Ce discours intervient alors que Gabriel Boric n’a cessé de se replacer à droite au fil des derniers mois. Après avoir multiplié les gages en direction de la police et du patronat après son élection en mars dernier, la défaite de la réforme constitutionnelle défendue par Boric lors du referendum de septembre a encore renforcé le tournant à droite pris par son mandat, avec l’entrée au gouvernement de plusieurs ministres centristes.

Le soutien affiché en direction des forces de répressions est alors un des marqueurs le plus frappant de ce retournement. Aussi, après avoir défendu la répression des manifestations en hommages aux victimes du coup d’Etat de Pinochet, ce discours a permis à Boric de renouveler son soutien à une institution qui a joué un rôle criminel lors de la répression de la révolte de 2019.

Rappelons que l’énorme rébellion qui a éclaté au Chili en 2019 a commencé par des mobilisations de lycéens contre l’augmentation des tarifs du métro et que, après la déclaration de l’état d’urgence et la militarisation de la capitale, elle s’est transformée en une énorme réponse populaire avec l’extension de la rébellion dans tout le pays, transformant la lutte en une confrontation politique contre l’héritage de la dictature et du gouvernement Piñera.
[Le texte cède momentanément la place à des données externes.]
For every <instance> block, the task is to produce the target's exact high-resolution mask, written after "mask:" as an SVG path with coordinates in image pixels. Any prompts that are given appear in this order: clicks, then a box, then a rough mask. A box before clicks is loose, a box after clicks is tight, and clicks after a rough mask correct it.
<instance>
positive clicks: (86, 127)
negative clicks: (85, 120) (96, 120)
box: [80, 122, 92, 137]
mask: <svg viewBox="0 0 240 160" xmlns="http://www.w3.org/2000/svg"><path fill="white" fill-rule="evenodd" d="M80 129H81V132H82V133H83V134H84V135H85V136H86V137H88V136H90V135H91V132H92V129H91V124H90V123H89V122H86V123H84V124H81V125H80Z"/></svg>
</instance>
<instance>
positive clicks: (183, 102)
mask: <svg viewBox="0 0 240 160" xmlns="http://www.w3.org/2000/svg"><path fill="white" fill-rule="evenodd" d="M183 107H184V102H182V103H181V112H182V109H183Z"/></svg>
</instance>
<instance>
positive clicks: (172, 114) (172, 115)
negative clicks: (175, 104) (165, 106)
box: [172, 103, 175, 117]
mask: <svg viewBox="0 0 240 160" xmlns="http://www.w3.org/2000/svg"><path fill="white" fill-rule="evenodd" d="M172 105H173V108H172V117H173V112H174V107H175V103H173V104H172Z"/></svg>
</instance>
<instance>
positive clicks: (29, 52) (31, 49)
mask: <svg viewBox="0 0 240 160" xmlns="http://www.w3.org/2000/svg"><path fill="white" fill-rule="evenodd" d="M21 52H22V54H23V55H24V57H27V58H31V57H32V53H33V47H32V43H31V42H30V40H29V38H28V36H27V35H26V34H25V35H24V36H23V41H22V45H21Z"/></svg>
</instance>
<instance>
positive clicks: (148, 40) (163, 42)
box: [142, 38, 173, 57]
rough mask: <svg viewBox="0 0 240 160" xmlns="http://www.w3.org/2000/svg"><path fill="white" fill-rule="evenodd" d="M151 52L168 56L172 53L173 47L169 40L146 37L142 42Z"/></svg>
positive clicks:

Rappelons également que cette révolte a été durement réprimée, avec des meurtres, des tortures, des agressions sexuelles, des disparitions et des mutilations des yeux contre ceux qui se sont mobilisés, et que les responsables matériels et politiques restent impunis.

Le président chilien et sa coalition, qui se veut progressiste, ne font aucun effort pour dissimuler leur rejet de la révolte. Trois ans après la rébellion, Boric reprend tous les arguments de la droite, assume la répression des manifestants et maintient à leurs postes les hauts commandants des carabiniers qui ont participé à la répression, aux abus et aux meurtres. Il ne fait plus aucun doute que les préoccupations de la coalition Apruebo Dignidad ne sont pas différentes de celles de la droite et que, face aux difficultés économiques que connait le Chili, elle ne peut que mener une politique au service du patronat plutôt que des classes populaires.